Kedua, pada Pasal ke-2nya disebutkan lebih rinci, antara lain: (1) Perkawinan adalah sah apabila dilakukan menurut hukum masing-masing agama dan kepercayaannya itu. (2) Tiap-tiap perkawinan dicatat menurut peraturan perundang-undangan yang berlaku. Sedang peraturan yang lebih khusus bagi umat Islam dalam masalah perkawinan ini diatur juga dalam Kompilasi Hukum Islam (KHI). Pada Pasal 2 KHI dinyatakan bahwa perkawinan menurut hukum Islam adalah pernikahan, yaitu akad yang sangat kuat atau mîtsâqan ghalîzhan untuk menaati perintah Allah dan melaksanakannya merupakan ibadah.
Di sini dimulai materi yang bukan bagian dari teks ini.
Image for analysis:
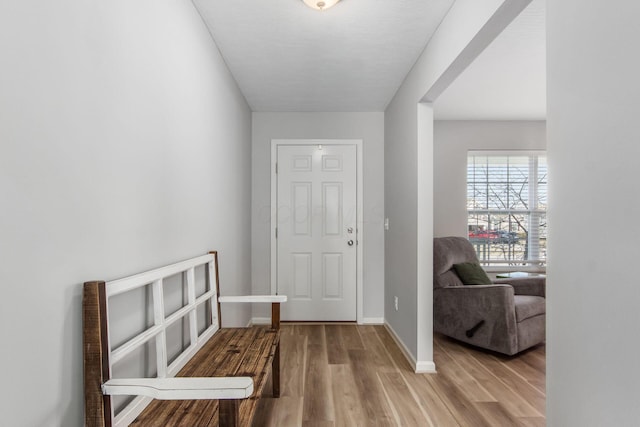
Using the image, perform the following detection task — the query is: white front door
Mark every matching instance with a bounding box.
[277,145,358,321]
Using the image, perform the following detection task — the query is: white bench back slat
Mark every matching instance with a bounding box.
[100,254,219,426]
[107,254,215,298]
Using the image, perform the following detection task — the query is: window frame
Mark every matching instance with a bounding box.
[466,150,548,271]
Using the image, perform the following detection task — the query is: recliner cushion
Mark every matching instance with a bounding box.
[453,262,491,285]
[513,295,546,323]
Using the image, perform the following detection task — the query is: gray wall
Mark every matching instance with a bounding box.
[251,112,384,319]
[0,0,251,426]
[433,121,546,237]
[384,0,516,370]
[547,0,640,427]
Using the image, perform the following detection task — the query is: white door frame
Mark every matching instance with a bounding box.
[271,139,364,324]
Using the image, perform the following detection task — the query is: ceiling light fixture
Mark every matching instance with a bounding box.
[302,0,340,10]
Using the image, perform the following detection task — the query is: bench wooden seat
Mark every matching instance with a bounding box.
[83,252,286,427]
[131,327,280,427]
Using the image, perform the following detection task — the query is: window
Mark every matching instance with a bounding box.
[467,151,547,266]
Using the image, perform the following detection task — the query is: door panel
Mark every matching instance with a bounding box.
[276,145,357,321]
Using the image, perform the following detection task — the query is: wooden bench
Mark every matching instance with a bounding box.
[83,252,286,427]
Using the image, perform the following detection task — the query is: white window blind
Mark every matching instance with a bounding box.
[467,151,547,266]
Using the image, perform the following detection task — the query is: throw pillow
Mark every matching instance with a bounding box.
[453,262,491,285]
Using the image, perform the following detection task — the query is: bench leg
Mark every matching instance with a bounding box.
[271,343,280,397]
[218,399,240,427]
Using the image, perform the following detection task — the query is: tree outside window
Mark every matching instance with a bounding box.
[467,151,547,266]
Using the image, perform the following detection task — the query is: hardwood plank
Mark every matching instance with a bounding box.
[253,324,545,427]
[434,334,542,417]
[518,417,547,427]
[349,349,395,425]
[475,402,519,426]
[280,327,308,397]
[253,396,303,427]
[433,336,497,402]
[358,326,396,372]
[338,325,364,350]
[425,372,493,427]
[402,372,459,427]
[374,325,413,372]
[329,364,365,427]
[302,342,335,422]
[378,372,433,426]
[324,325,349,365]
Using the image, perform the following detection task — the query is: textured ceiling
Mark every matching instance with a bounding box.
[434,0,546,120]
[194,0,453,112]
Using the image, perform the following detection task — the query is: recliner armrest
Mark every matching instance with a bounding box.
[493,276,547,297]
[433,284,518,354]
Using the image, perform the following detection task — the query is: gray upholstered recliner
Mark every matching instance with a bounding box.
[433,237,545,355]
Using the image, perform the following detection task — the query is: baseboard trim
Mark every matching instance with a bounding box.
[249,317,271,326]
[384,322,436,374]
[415,360,437,374]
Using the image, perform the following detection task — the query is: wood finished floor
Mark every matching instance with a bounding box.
[253,324,545,427]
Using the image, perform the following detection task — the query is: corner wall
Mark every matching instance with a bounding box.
[385,0,530,371]
[433,120,547,237]
[251,112,385,321]
[547,0,640,427]
[0,0,251,426]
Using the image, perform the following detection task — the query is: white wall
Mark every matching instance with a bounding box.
[0,0,251,426]
[385,0,529,370]
[433,121,546,237]
[251,112,384,319]
[547,0,640,427]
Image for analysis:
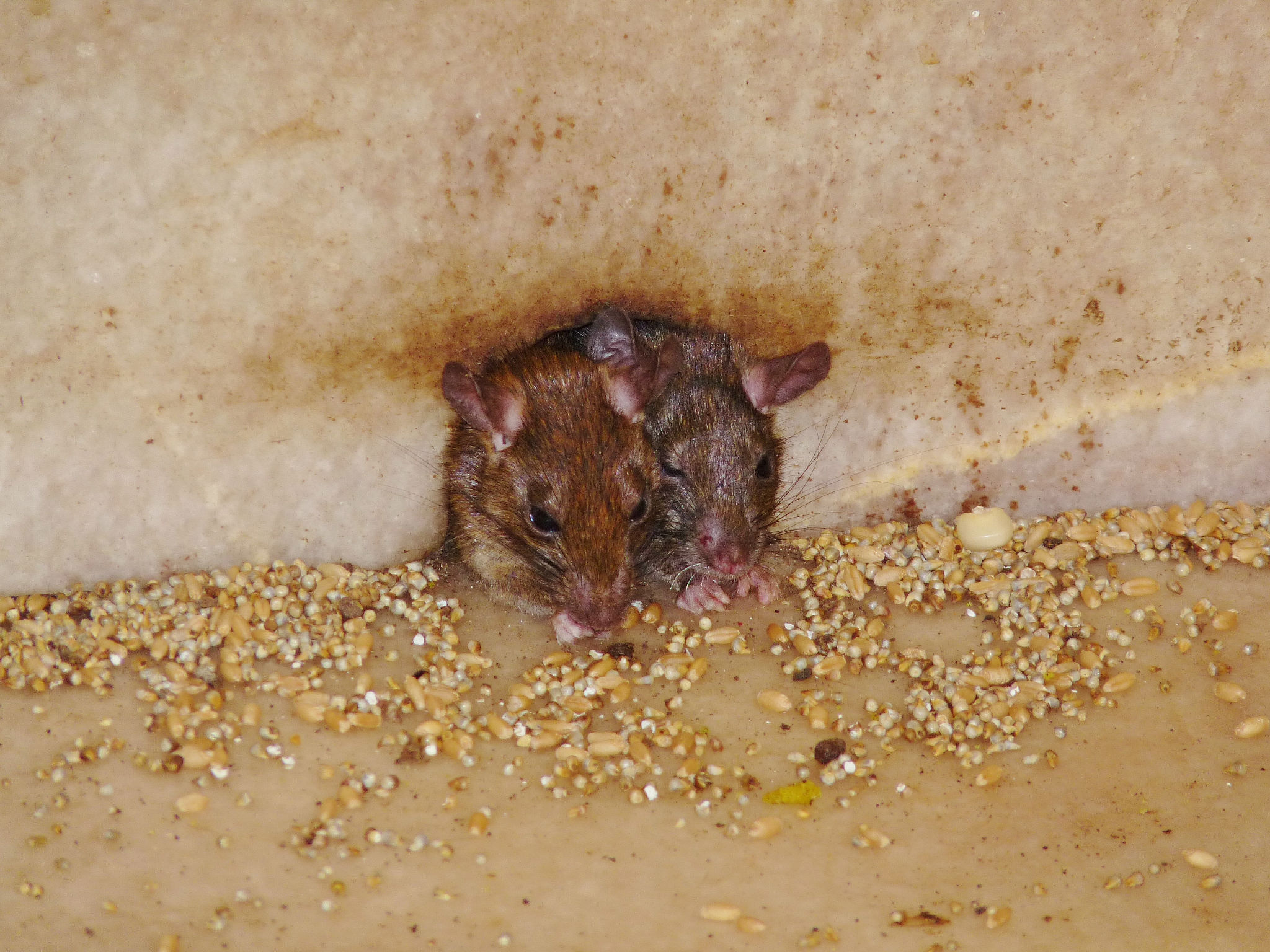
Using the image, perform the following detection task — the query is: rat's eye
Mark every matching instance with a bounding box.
[631,496,647,522]
[530,505,560,536]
Ketiga, pasal ke-3 dan ke-4 juga semakin menguatkan lagi model perkawinan di atas: “Perkawinan bertujuan untuk mewujudkan kehidupan rumah tangga yang sakinah, mawaddah, dan rahmah.”; Perkawinan adalah sah, apabila dilakukan menurut hukum Islam sesuai dengan pasal 2 ayat (1)Undang-undang No. 1 Tahun 1974 tentang Perkawinan.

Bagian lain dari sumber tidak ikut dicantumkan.